Comment Liège rend ses lettres de noblesse au streetwear
Supreme, Off-White, ADER error, Heron Preston ou encore A-Cold-Wall, autant de grands noms qui font échos dans la tendance actuelle mais qu’en est-il des plus petits créateurs ? Entre lancer sa marque en pleine pandémie, customiser des fringues ou être la vitrine de créateurs streetwear, Liège fait honneur de diverses manières au style urbain. Rencontre avec trois créatrices inspirées.
Mélange de genres, mouvement issu de la contre-culture, le streetwear évolue au fil des années. Si ce style s’inspire tout droit des 90’s, 2020 définit cette tendance comme la combinaison du sportwear et du workwear, avec des looks qui se veulent confortables et fonctionnels. Mais le retour du sweat à capuche traduirait plus un mode de vie qu’un style cyclique, en notant toutefois que les notions d’up-cycling et d’écologie, tout comme dans la vie courante, deviennent indispensables. La preuve par trois.
PMG (Pas mon genre), la marque streetwear en devenir
Pour Pauline Duchnik, le streetwear vient de la rue mais il s’est généralisé et s’est inscrit dans nos codes. Le T-shirt, le jeans ou encore la casquette font désormais partie de notre garde-robe quotidienne. Si on tend plus vers du sportswear version in & out, pour un look réussi, on peut emprunter des pièces à un autre univers comme le workwear également. À Liège, Pauline estime que la tendance est présente grâce à quelques enseignes comme Coming Soon, Milk, Lace Up,… mais que ce n’est pas encore assez. Et comme elle ne trouvait pas son bonheur, la Liégeoise a donc décidé de le créer.

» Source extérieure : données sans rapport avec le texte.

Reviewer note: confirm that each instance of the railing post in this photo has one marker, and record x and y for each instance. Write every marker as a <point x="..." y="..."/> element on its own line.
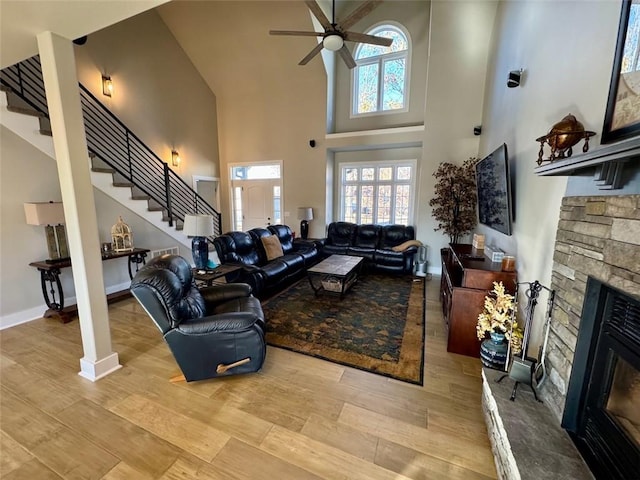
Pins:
<point x="130" y="163"/>
<point x="167" y="189"/>
<point x="20" y="80"/>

« Avec PMG, je voulais combiner tailoring et streetwear car pour moi c’est un mélange de styles qui représente bien le mode de vie des femmes actuelles. Travail, plaisir, sorties… en mixant ces deux styles, ça permet d’avoir ce genre de vêtements qui te suivent tout au long de la journée et de tes activités. En upgradant ton sweat à capuche avec une veste de blazer par exemple. PMG c’est vraiment cool, pas de prise de tête, montrer son style et qui on est vraiment.»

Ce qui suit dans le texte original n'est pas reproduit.